The Correct Option is B

Step 1: Lorentz Force Law
The force on a charged particle moving with velocity \(\vec{v}\) in a magnetic field \(\vec{B}\) is given by the Lorentz force law:
\[\vec{F} = q \vec{v} \times \vec{B},\]
where \(q\) is the charge of the particle.
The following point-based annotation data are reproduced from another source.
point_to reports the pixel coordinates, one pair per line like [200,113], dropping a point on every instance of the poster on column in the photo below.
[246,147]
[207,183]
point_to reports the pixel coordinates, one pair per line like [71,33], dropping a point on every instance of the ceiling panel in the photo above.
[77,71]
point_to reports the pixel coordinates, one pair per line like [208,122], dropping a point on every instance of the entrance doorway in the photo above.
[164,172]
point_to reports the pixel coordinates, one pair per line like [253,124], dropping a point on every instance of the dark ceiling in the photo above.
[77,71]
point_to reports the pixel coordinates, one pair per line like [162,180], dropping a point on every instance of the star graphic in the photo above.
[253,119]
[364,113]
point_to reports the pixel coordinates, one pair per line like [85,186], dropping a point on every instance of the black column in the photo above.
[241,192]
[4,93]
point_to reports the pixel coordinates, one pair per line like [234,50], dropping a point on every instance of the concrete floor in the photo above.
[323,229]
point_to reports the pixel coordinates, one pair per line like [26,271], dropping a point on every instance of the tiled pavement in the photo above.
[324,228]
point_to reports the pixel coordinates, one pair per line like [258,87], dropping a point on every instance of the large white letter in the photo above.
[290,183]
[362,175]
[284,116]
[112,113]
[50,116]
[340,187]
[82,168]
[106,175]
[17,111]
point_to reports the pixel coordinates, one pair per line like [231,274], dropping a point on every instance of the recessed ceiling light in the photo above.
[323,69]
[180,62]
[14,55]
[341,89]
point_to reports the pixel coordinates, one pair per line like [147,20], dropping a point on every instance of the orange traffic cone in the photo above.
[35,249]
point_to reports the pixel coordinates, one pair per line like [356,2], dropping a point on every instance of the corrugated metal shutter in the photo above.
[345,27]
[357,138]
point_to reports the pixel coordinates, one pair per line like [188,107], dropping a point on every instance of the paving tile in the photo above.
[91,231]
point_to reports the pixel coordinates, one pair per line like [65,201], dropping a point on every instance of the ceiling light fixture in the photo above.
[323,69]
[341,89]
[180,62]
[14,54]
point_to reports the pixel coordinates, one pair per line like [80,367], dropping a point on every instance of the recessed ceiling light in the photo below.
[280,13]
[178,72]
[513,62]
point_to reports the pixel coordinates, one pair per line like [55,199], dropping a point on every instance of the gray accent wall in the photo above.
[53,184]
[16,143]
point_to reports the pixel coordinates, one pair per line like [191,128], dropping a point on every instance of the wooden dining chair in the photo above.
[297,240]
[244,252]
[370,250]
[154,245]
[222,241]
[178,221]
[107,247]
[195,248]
Since the force is given as \(\vec{F} = F_1\hat{i} + F_2\hat{j}\), the components of the force must come from the cross product of \(\vec{v}\) and \(\vec{B}\).
Step 2: Compute the Cross Product \(\vec{v} \times \vec{B}\)
\[\vec{v} \times \vec{B} =\begin{vmatrix}\hat{i} & \hat{j} & \hat{k} \\v_1 & v_2 & v_3 \\B_1 & B_2 & B_3\end{vmatrix}.\]
Expanding the determinant, we get:
\[\vec{v} \times \vec{B} = (v_2B_3 - v_3B_2)\hat{i} - (v_1B_3 - v_3B_1)\hat{j} + (v_1B_2 - v_2B_1)\hat{k}.\]
Step 3: Compare Components
Comparing the components of \(\vec{F} = F_1\hat{i} + F_2\hat{j}\) with the expression for \(\vec{v} \times \vec{B}\), we get:
\[F_1 = v_2B_3 - v_3B_2, \quad F_2 = -(v_1B_3 - v_3B_1).\]
These equations imply relationships between the components of \(\vec{v}\) and \(\vec{B}\), specifically:
\[\frac{v_1}{v_2} = \frac{B_1}{B_2}.\]
Step 4: Conclusion
From this, we conclude that the magnetic field \(\vec{B}\) must have components in all three directions \(\hat{i}, \hat{j}, \hat{k}\), and the correct expression for \(\vec{B}\) is:
\[\vec{B} = B_1\hat{i} + B_2\hat{j} + B_3\hat{k}, \quad \text{with } \frac{v_1}{v_2} = \frac{B_1}{B_2}.\]

Answer 2

Using the hint provided, we have two conditions based on the fact that the magnetic force is always perpendicular to both the velocity and the magnetic field:

1. $\vec{F} \cdot \vec{v} = 0$
2. $\vec{F} \cdot \vec{B} = 0$

Given $\vec{F} = F_1\hat{i} + F_2\hat{j}$ and $\vec{v} = v_1\hat{i} + v_2\hat{j} + v_3\hat{k}$, the first condition gives:

$(F_1\hat{i} + F_2\hat{j}) \cdot (v_1\hat{i} + v_2\hat{j} + v_3\hat{k}) = 0$

$F_1v_1 + F_2v_2 + 0 \cdot v_3 = 0$

$F_1v_1 + F_2v_2 = 0$

If $F_2 \neq 0$ and $v_1 \neq 0$, we can write $\frac{F_1}{F_2} = -\frac{v_2}{v_1}$, which matches the first part of the hint (I).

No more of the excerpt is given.